Agora não bichão! Agora sou eu. Pode buzinar à vontade. A preferencial é minha...
No retrovisor dou uma geral nos passageiros e a lotação está quase completa. Reconhecendo semblantes, percebo os que fazem hoje o percurso.
Quantas histórias permeiam sentimentos confusos abrigados no íntimo? Um contêiner em movimento carregando sonhos e dramas.
O principal desafio no amor é conviver com as limitações de cada um, não é não casal vinte? Sentados à esquerda, ambos mantém os olhos voltados pra janela, pintando nova paisagem além dela.
Em ser resultado de circunstâncias. Circunstâncias que operam, imperam, e cedo ou tarde pedem respostas. Desta luta não há como correr. Os rounds são aflitos. O eu deve sair vencedor ou o corpo tomba vencido.
Alexsandro Papel tem a cabeça recostada e os olhos fechados. Não dorme. Trilha o fio da amargura. Hesita o passo e sabe que é preciso prosseguir pra resolver de vez o estranho dilema.
- Que ventre me pariu? Que ventre me pariu? Que ventre me pariu? Não tenho resposta. Quem me pariu? Só uma coisa é certa. Foi uma boceta que me pariu. Cagado é que não fui. Impossível localizá-la?
Mãe! Quem, diabos, é minha mãe?
- Aproveito o farol vermelho pra dizer que a pergunta sem a devida resposta é o martírio vivido por Alexsandro.
Menino bom, bem criado, apesar da ocorrência inédita em seu desenvolvimento desde a inseminação e gestação.
- Bebê de proveta! Bebê de proveta! Bebê de proveta! Inseminado! Eu não fui trepado. Eu vinguei punhetado!
Egoístas. Egoístas é o que eles são. Nunca mais quero vê-los. Não me dão o direito de conhecer o verdadeiro pai, quanto mais a pobre moça transformada em barriga de aluguel.
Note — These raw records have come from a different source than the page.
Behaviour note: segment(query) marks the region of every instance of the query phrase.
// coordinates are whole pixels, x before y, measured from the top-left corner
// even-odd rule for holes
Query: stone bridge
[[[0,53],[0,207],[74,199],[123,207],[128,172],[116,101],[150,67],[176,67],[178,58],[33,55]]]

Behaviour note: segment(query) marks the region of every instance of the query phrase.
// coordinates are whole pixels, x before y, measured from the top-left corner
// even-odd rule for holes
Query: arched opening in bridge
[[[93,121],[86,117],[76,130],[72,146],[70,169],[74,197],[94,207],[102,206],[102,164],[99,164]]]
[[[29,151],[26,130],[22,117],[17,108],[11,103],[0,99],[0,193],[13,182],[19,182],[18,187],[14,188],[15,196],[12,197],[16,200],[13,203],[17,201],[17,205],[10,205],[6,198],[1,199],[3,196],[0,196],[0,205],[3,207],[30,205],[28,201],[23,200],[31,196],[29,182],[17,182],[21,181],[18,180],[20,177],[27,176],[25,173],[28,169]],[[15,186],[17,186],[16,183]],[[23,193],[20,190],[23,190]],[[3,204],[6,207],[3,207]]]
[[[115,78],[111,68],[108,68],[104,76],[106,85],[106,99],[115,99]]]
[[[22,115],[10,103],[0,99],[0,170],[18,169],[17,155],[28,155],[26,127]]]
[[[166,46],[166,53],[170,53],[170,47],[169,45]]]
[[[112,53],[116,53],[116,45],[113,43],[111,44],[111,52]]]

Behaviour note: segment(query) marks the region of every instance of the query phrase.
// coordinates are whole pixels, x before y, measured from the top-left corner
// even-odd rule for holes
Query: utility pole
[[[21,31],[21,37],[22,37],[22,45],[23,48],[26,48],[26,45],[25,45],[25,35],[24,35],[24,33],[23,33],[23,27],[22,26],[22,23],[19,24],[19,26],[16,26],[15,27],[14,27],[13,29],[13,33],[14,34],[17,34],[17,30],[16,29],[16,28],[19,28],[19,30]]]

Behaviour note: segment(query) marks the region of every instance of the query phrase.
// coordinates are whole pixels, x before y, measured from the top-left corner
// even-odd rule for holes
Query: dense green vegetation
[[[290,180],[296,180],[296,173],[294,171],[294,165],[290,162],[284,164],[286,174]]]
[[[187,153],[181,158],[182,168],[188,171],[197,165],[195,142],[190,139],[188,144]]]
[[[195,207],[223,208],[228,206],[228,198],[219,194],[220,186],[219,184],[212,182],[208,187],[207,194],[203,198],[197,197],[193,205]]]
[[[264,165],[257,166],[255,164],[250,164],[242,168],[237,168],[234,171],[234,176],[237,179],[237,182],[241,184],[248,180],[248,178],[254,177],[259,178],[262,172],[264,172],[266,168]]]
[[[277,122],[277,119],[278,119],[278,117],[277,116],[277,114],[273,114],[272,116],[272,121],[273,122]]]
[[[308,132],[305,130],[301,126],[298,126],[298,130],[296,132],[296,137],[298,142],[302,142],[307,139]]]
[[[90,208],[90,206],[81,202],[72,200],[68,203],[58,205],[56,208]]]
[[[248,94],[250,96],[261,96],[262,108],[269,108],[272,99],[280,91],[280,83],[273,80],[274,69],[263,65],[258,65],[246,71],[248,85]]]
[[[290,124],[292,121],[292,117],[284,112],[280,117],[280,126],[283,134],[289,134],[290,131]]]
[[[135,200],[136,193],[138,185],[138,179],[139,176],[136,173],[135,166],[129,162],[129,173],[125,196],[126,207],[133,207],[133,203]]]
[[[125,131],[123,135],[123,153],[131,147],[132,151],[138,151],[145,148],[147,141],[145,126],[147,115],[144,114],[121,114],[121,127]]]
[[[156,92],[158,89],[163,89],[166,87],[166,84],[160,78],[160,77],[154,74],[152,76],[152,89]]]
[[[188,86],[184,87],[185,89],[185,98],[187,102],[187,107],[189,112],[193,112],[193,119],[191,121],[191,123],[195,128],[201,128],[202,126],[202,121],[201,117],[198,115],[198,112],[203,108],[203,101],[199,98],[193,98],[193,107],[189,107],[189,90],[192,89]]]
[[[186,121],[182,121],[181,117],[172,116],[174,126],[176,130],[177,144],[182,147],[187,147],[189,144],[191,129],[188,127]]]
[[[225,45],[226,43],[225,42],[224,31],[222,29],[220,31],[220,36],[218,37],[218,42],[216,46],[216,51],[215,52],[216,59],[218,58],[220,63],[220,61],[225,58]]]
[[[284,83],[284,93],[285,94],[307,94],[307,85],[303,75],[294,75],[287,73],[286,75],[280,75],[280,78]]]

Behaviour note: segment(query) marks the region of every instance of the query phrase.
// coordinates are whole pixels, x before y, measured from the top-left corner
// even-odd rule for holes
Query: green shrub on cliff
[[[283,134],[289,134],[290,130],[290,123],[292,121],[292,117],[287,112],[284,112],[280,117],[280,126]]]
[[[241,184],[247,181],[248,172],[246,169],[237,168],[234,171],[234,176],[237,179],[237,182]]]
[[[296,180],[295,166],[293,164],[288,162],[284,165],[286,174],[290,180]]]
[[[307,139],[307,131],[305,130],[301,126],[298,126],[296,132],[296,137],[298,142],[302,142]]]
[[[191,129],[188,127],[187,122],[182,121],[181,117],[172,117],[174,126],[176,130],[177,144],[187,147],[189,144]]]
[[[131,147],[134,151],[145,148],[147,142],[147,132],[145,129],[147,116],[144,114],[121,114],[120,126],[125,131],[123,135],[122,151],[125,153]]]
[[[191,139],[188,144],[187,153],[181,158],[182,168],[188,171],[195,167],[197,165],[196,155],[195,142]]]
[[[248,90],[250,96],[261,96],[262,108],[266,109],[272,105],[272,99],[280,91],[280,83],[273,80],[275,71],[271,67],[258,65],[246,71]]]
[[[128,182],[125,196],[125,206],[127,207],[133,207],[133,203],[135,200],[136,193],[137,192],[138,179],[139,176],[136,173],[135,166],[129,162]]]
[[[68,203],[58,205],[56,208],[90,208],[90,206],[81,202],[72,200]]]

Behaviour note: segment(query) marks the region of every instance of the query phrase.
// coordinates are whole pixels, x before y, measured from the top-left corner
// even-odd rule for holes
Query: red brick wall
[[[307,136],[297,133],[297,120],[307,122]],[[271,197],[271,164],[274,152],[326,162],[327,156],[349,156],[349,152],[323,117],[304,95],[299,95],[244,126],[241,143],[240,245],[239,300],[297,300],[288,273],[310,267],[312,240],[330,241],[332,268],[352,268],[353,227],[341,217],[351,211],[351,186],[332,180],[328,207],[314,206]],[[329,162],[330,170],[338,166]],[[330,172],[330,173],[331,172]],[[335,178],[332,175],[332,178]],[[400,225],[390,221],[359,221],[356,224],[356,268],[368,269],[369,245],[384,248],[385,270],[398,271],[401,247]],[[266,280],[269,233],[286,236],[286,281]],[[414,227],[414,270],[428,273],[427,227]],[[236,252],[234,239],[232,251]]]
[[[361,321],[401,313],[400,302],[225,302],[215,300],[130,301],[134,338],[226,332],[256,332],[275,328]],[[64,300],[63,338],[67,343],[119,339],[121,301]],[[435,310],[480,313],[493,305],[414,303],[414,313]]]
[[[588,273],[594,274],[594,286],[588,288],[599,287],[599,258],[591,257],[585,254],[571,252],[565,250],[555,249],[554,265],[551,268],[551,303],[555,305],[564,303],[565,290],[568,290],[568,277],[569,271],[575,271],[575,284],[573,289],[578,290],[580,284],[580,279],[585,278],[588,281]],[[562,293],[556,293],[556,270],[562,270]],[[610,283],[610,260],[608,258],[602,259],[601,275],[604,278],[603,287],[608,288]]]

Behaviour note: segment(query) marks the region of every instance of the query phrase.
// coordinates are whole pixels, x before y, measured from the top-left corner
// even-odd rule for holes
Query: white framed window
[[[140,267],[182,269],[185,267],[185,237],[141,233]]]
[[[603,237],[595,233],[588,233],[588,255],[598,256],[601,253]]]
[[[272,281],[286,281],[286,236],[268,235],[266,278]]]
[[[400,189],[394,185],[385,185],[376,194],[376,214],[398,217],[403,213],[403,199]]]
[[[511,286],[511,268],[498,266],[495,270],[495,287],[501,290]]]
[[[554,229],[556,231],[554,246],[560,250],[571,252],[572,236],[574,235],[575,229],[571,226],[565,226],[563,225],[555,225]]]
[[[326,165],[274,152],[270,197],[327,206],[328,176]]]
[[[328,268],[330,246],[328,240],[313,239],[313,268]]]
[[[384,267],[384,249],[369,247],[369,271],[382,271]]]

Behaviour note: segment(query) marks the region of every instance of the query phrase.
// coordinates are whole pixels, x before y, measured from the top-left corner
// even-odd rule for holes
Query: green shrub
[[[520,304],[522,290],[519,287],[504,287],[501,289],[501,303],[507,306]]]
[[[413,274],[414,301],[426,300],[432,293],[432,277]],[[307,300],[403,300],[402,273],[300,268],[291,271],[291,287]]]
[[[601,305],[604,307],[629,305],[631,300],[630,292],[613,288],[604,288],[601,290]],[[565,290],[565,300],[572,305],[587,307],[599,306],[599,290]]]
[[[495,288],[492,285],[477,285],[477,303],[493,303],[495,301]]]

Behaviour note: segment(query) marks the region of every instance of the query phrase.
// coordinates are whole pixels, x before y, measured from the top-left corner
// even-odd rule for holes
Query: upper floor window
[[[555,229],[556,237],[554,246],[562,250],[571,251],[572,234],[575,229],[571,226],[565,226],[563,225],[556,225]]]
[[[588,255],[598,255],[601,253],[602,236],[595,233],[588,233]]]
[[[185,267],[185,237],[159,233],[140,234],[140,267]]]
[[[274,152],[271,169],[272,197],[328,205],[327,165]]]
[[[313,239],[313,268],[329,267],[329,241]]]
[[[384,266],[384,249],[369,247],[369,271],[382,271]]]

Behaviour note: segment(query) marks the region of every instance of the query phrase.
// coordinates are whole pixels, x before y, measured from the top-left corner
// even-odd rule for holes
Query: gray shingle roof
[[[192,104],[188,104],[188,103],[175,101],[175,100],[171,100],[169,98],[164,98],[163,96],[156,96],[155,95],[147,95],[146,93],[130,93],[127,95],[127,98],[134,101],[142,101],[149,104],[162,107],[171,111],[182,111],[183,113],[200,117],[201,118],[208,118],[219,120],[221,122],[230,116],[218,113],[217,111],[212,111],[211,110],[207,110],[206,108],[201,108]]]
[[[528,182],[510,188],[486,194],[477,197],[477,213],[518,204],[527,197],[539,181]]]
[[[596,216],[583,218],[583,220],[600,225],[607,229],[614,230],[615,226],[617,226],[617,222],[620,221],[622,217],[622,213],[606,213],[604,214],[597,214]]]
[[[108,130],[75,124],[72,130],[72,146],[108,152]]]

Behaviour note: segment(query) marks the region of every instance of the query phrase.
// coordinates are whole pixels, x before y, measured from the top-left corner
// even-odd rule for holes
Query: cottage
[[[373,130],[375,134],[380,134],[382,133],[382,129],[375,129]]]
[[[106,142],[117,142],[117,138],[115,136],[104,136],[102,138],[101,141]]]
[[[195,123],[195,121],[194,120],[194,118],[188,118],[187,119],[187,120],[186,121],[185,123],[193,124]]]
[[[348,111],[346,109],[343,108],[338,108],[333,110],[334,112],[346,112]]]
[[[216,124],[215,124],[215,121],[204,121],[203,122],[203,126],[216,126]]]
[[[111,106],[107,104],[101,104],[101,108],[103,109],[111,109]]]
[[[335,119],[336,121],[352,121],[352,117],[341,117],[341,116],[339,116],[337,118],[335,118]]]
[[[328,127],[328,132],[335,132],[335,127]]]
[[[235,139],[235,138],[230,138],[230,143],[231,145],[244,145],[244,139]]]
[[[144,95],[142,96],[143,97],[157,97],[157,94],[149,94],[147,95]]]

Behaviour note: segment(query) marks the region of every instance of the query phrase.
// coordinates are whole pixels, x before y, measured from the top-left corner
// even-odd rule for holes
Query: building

- Dona, a senhora desce essa rua e vira à direita. A Assistência Social é logo em frente. Por nada, tchau!
No caso do Alexsandro deu pra sentir o drama? Os pais só revelaram a verdade sobre sua origem quando o jovem ingressou na faculdade.
Até então, ele acreditava que fora adotado por consequência do falecimento materno.
E não esperavam uma reação tão intempestiva. Em poucos meses o estresse falou mais alto e Alexsandro largou tudo.
Estudo, roupas, sapatos, livros. Saiu com a vestimenta do corpo e algum dinheiro usado pra alugar o cômodo e cozinha pra morar.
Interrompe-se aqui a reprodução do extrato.